Rolando Del Torchio durante il rinfresco nel municipio di Angera

«LE FILIPPINE sono il Paese in cui ho scelto di vivere: ho deciso di tornare lì e di ricominciare». Rolando Del Torchio, l’ex missionario rapito lo scorso 7 ottobre nel suo ristorante sull’isola di Mindanao e rilasciato dopo sei mesi, ieri mattina ha incontrato i cittadini di Angera, il paese affacciato sul lago Maggiore dove vive la famiglia. La festa organizzata dal Comune, nel palazzo municipale, è stata l’occasione per raccontare la sua esperienza e per annunciare la sua volontà di tornare nelle Filippine. Fino all’8 aprile l’ex missionario, 57 anni, è rimasto nelle mani di Abu Sayyaf, un gruppo islamico che si finanzia con sequestri di persona ed estorsioni, assieme ad altri ostaggi rapiti. Poi la liberazione, e il rientro in Italia.

Angera, 30 maggio 2016- Quale ricordo le hanno lasciato questi sei mesi di prigionia? «Ogni giorno ho avuto paura di morire. È un miracolo che sia qui, con la testa ancora attaccata al collo. Ho cercato di non perdere la speranza, fino a quando è avvenuto il miracolo».

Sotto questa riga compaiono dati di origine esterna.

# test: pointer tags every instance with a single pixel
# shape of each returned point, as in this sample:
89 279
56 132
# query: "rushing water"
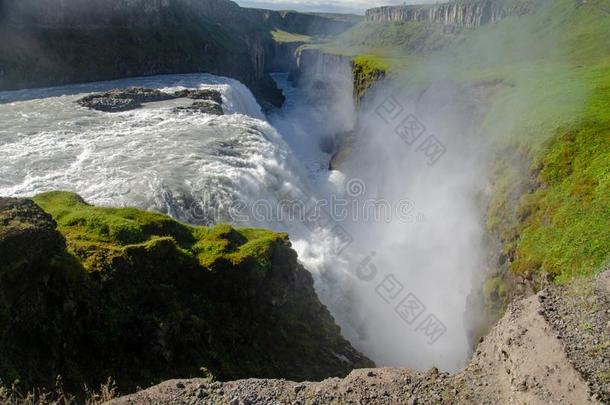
153 158
239 168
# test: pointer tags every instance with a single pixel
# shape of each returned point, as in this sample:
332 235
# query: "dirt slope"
551 348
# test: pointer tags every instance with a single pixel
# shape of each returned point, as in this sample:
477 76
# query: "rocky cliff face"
458 13
90 292
51 42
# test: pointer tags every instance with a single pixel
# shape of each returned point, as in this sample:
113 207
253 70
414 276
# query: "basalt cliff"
53 42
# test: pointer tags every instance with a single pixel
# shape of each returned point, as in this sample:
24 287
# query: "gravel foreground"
551 348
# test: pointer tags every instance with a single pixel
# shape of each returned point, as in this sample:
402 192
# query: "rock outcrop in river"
51 42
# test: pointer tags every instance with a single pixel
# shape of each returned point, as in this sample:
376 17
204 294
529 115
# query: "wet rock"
202 107
118 100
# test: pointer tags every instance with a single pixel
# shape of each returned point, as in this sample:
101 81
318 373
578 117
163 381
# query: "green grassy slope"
551 122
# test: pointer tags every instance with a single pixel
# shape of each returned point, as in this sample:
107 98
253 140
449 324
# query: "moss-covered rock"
140 297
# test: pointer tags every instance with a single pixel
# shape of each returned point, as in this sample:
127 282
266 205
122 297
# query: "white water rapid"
240 168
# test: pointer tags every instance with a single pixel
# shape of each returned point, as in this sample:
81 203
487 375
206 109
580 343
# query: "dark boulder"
118 100
205 94
202 107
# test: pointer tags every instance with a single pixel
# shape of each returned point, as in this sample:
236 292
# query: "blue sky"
334 6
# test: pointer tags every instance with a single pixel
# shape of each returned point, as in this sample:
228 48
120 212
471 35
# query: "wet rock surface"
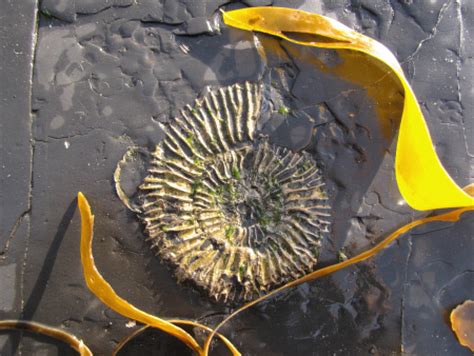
82 81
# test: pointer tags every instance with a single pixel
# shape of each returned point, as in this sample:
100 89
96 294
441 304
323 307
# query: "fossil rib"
230 211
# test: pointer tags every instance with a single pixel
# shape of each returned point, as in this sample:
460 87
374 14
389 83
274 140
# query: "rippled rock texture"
84 81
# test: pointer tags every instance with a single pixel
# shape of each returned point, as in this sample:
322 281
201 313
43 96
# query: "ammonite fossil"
228 210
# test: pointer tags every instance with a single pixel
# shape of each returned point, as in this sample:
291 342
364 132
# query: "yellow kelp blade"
462 323
451 216
104 291
42 329
132 335
421 178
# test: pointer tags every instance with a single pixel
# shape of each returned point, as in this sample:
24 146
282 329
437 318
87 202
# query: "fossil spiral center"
229 210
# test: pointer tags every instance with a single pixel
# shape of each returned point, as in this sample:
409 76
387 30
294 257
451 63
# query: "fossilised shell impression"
229 211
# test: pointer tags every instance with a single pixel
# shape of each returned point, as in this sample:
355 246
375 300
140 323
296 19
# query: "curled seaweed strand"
42 329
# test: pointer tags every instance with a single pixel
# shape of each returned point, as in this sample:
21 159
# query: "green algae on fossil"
230 211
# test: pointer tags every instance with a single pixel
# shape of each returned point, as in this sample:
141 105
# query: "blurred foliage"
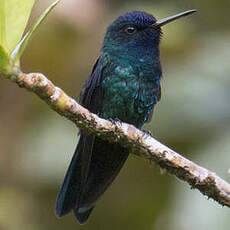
192 117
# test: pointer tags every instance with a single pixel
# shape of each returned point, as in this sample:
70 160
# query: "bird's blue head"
132 31
137 31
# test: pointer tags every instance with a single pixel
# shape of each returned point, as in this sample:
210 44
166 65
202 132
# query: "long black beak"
165 21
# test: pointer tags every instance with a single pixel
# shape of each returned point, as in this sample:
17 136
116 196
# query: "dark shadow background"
193 118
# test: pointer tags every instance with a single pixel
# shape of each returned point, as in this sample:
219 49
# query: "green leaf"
14 15
4 61
17 52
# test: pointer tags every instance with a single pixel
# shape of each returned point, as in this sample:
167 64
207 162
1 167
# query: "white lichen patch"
56 94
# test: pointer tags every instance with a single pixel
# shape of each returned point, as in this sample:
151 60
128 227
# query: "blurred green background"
193 118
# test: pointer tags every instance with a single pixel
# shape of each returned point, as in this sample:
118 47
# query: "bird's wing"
91 97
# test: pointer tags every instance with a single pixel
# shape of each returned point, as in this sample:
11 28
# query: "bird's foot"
147 132
115 121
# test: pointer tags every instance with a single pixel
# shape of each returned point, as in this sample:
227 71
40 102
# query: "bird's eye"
130 30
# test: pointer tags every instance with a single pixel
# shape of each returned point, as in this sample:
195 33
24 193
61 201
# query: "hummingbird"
124 85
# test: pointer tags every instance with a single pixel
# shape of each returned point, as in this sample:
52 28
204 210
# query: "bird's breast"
129 95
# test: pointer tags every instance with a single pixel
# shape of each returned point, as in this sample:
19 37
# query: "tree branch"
127 135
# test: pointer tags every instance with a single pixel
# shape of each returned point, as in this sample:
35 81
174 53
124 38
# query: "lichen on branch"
139 143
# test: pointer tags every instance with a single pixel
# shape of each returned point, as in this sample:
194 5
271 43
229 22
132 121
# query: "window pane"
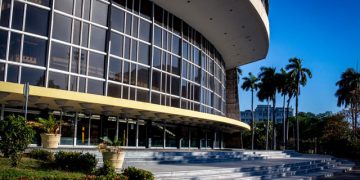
64 5
126 72
32 76
13 73
85 35
115 70
96 65
15 45
58 80
78 8
175 85
95 87
142 95
3 44
33 25
42 2
99 12
176 45
73 83
146 9
34 51
75 60
117 19
60 56
98 38
175 65
2 71
18 14
76 35
156 80
133 74
62 28
83 62
117 44
157 58
145 32
157 36
114 90
5 13
143 77
133 50
144 53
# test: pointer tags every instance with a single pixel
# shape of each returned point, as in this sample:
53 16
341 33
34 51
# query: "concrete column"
75 129
2 112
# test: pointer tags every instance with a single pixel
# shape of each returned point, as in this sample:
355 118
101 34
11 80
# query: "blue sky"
325 34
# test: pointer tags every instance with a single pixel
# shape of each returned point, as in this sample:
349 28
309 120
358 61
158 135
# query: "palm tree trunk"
253 120
274 128
267 126
297 119
284 122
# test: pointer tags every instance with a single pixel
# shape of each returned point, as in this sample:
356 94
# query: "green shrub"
133 173
75 161
107 170
41 154
15 135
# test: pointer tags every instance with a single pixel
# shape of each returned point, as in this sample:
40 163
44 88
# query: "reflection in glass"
97 38
3 44
96 65
114 90
144 53
34 51
95 87
117 19
143 77
33 25
58 80
64 5
60 56
145 31
5 13
13 73
18 15
62 27
115 70
34 77
15 46
117 44
99 12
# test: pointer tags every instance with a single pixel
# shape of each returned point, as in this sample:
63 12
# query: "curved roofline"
239 29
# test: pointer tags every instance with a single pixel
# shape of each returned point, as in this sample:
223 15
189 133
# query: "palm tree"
251 83
300 74
348 94
268 89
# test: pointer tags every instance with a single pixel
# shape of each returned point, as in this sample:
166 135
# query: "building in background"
152 73
261 114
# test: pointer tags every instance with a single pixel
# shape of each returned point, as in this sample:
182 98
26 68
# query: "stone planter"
50 140
115 158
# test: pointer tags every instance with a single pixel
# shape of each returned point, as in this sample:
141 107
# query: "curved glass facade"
130 49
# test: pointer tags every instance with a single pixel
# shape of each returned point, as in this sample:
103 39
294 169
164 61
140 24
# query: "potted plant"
112 152
51 137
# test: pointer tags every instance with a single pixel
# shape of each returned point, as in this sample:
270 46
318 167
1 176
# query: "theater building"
155 74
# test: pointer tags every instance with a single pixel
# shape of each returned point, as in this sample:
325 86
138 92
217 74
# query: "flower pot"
115 158
50 140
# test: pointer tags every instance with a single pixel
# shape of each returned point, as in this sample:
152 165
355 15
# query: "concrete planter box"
50 140
116 158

Un ostaggio nelle mani dei rapitori, il canadese John Ridsdel, è stato ucciso. Per altri ostaggi i terroristi hanno lanciato un ultimatum. «Penso sempre ai miei compagni di prigionia. Ho conosciuto gli altri ostaggi ma potevamo comunicare soltanto con gli occhi. Quando c’erano scontri armati con le truppe governative ci mettevano tutti in una fossa per essere protetti da proiettili e bombe e avevamo la possibilità di parlare tra di noi. John è stato ucciso il giorno in cui io sono arrivato in Italia. Per gli gli altri ostaggi l’ultimatum scadrà il 13 giugno. Se le richieste dei rapitori non saranno soddisfatte verranno uccisi».

Che idea si è fatto dei rapitori? «Sono persone molto violente e determinate, il loro modello è quello dell’Isis e penso che sull’isola di Mindanao ci saranno altri spargimenti di sangue in futuro. Il mio sequestro è stato fatto con una motivazione religiosa, perché pensavano che fossi ancora un missionario. Mi dicevano “sei venuto a combatterci e noi ti abbiamo preso, aspettati un processo e un’esecuzione“. Fin dal primo minuto ho capito che era un motivo ben diverso da quello che aveva portato al sequestro di altri ostaggi, che sono stati presi per il riscatto».

Al di là della gioia per la liberazione, questa esperienza ha lasciato un trauma? «A volte ho dei flashback, mi sento osservato e ho un po’ di timore nell’affrontare le serate quando sono da solo. Ho voglia di ricominciare, cerco le relazioni con gli altri, cerco di stare con persone che mi raccontano la loro giornata. Mi fa sentire ancora parte della vita».

Ha pensato di lasciare le Filippine? «La mia vita è lì, ho bisogno di lavorare e a luglio tornerò nell’arcipelago. Le autorità mi hanno assicurato che sarò ben protetto ma dovrò trovare una sistemazione fuori dalla grande isola di Mindanao, che per me non è più sicura».